The 75% rule says “if you can do 75% of the job – apply.” You don’t need to have 100% of the skills, traits, and abilities that the job description lists to apply for the role or secure an interview. There are a couple of reasons for this that justify the use of the rule that job seekers may not be aware of.

Only Some Points Are Necessary

Even if it isn’t explicitly stated, a published job description frequently combines necessary experience and desired experience. You do not need to possess the desirable experience to apply for or perform well in the role, only the necessary ones. So, you can be a candidate for the position even if you don’t satisfy every bullet point.

While you can only assume what the necessary and desired experiences are, the 75% rule provides a more reliable guideline than guesswork.

It’s A Wish List

The job description is frequently a wish list, particularly for newly created roles. If I had a penny for every time a recruiting manager told me, “I’d prefer if they had [experience] but I’m fine if they don’t,” I would be wealthy.

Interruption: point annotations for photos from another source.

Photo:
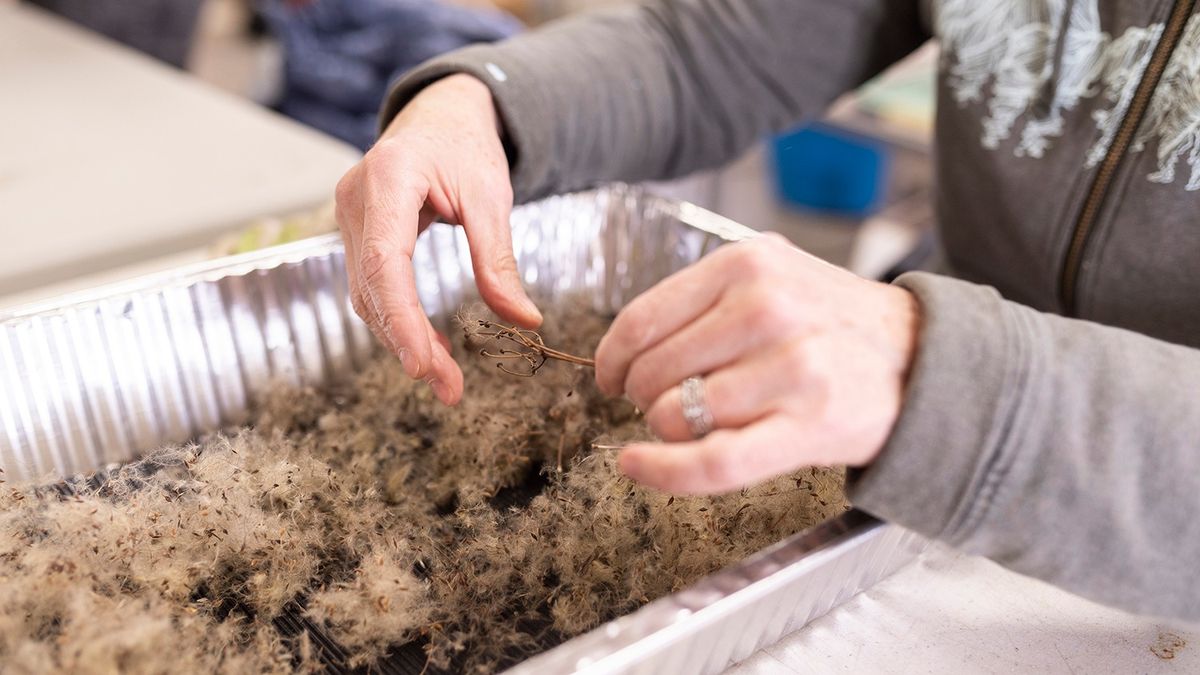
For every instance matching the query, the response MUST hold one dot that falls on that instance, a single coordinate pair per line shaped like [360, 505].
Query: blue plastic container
[826, 168]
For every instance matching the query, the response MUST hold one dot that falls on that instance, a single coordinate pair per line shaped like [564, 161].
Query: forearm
[665, 88]
[1065, 449]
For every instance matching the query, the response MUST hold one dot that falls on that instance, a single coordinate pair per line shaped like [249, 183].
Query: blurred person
[162, 29]
[341, 55]
[1036, 404]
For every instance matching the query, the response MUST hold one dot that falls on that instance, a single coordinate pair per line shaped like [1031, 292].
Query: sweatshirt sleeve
[1063, 449]
[663, 88]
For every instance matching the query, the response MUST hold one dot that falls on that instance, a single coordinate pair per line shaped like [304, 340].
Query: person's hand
[804, 364]
[441, 157]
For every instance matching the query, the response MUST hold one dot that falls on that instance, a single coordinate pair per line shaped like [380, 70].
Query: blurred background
[150, 133]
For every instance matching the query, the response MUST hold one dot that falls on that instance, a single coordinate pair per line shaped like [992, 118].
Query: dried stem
[522, 346]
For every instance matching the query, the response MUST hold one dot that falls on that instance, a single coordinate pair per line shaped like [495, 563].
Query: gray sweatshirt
[1053, 418]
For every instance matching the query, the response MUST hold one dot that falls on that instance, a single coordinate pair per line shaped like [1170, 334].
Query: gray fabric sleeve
[667, 87]
[1063, 449]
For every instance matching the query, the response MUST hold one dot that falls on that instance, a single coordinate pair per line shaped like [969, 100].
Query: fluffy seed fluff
[389, 518]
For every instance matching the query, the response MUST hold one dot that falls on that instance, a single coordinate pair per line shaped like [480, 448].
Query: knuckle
[636, 386]
[373, 260]
[505, 262]
[797, 359]
[360, 308]
[719, 469]
[767, 310]
[750, 263]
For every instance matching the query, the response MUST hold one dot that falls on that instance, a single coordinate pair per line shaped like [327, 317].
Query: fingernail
[406, 359]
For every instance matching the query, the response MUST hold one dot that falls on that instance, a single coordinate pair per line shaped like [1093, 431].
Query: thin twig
[521, 345]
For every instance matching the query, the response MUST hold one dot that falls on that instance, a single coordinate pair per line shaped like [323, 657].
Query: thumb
[490, 237]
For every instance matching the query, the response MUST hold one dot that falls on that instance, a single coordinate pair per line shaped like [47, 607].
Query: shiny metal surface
[99, 377]
[729, 615]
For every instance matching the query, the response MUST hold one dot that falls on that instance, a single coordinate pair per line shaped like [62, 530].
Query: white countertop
[949, 613]
[108, 157]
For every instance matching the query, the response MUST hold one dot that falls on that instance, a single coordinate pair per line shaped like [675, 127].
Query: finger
[385, 261]
[736, 395]
[739, 323]
[445, 376]
[721, 461]
[666, 308]
[348, 214]
[490, 237]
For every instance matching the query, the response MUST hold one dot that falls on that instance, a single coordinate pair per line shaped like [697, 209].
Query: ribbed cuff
[965, 380]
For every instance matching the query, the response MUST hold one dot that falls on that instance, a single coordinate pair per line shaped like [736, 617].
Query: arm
[1063, 449]
[664, 88]
[649, 90]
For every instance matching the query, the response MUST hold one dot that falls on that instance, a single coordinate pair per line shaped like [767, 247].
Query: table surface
[951, 613]
[108, 157]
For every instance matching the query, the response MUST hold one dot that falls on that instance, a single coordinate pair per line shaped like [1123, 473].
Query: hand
[804, 364]
[441, 156]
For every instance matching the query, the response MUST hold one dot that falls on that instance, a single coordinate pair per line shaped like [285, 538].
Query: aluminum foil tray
[95, 378]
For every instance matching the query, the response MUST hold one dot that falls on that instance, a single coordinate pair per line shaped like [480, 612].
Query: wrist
[467, 95]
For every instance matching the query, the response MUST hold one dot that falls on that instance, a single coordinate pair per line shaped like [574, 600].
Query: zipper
[1104, 175]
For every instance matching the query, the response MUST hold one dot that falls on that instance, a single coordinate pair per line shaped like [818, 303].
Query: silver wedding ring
[695, 407]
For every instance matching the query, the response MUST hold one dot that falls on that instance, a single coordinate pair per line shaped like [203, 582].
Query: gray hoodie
[1053, 418]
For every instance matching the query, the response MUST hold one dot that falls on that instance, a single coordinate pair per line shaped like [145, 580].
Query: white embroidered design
[1002, 53]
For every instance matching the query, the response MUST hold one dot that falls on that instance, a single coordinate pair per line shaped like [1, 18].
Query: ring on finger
[695, 407]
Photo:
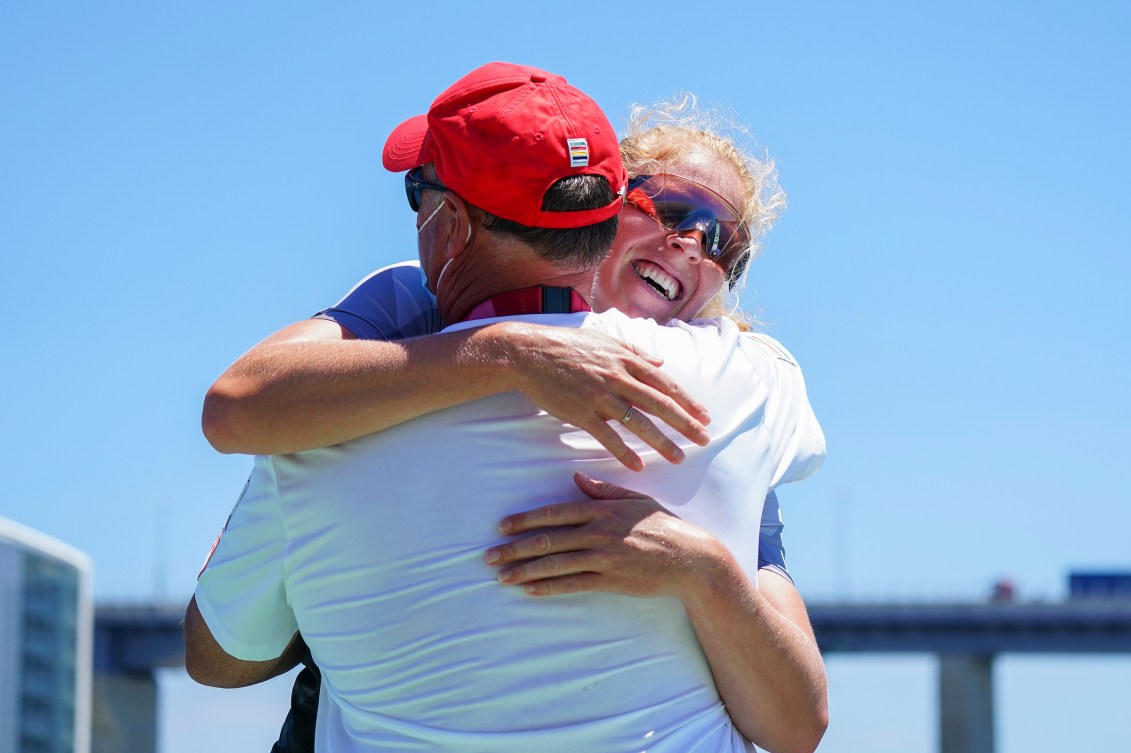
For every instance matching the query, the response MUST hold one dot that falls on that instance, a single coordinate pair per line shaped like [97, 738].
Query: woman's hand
[618, 542]
[588, 379]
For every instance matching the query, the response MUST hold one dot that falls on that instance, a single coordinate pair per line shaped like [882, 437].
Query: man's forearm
[763, 657]
[208, 664]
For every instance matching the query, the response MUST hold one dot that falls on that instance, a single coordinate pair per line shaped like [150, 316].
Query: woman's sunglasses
[684, 206]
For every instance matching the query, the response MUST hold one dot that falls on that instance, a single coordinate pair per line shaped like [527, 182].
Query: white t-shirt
[374, 551]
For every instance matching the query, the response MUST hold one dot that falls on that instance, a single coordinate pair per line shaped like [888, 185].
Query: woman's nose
[687, 242]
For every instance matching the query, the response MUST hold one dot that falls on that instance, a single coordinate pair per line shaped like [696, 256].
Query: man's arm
[208, 664]
[759, 645]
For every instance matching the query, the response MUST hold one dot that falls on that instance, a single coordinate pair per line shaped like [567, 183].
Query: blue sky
[178, 182]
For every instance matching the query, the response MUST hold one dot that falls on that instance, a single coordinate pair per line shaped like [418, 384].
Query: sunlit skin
[645, 248]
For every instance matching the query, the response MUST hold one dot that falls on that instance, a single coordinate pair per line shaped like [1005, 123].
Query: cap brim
[404, 149]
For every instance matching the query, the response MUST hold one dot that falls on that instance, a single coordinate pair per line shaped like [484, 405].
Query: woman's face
[653, 273]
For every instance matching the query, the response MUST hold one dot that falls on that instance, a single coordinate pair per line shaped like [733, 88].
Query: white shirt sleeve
[799, 442]
[241, 591]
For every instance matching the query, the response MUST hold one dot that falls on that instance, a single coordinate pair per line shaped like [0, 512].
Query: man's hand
[618, 542]
[588, 379]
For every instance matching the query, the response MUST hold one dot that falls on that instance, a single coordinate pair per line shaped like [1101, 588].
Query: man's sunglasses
[415, 185]
[687, 207]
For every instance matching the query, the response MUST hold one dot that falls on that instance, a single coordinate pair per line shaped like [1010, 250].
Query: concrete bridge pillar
[966, 702]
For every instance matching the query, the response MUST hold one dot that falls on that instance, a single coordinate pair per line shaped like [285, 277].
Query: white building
[46, 630]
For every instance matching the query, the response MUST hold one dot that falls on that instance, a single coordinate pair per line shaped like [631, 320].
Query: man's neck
[536, 300]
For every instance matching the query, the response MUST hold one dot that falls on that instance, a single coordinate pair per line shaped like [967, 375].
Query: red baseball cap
[502, 135]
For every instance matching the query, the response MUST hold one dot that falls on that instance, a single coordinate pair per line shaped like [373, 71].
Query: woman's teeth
[659, 279]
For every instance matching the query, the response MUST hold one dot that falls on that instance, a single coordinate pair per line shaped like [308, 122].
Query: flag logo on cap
[578, 153]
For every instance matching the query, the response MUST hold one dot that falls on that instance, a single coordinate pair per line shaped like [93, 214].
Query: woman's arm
[760, 647]
[312, 384]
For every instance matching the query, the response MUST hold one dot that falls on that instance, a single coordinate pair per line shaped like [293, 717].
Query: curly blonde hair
[661, 135]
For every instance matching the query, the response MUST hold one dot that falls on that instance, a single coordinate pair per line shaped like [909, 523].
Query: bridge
[131, 641]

If the job description lists a variety of skills that seem difficult to imagine in a single candidate, including both entry-level and advanced skill sets, there is a very real possibility that some of those fall under the “wish for” category.

Remember, There Is No Perfect Candidate

For job seekers concerned that a 75% fit is not enough to apply for a job, I urge them to remember that there is no perfect candidate. Recruiters and hiring managers know that there is no such thing as the perfect candidate, especially at the resume stage.

Even if it seems like the job description is looking for a unicorn, they’re still expecting a horse.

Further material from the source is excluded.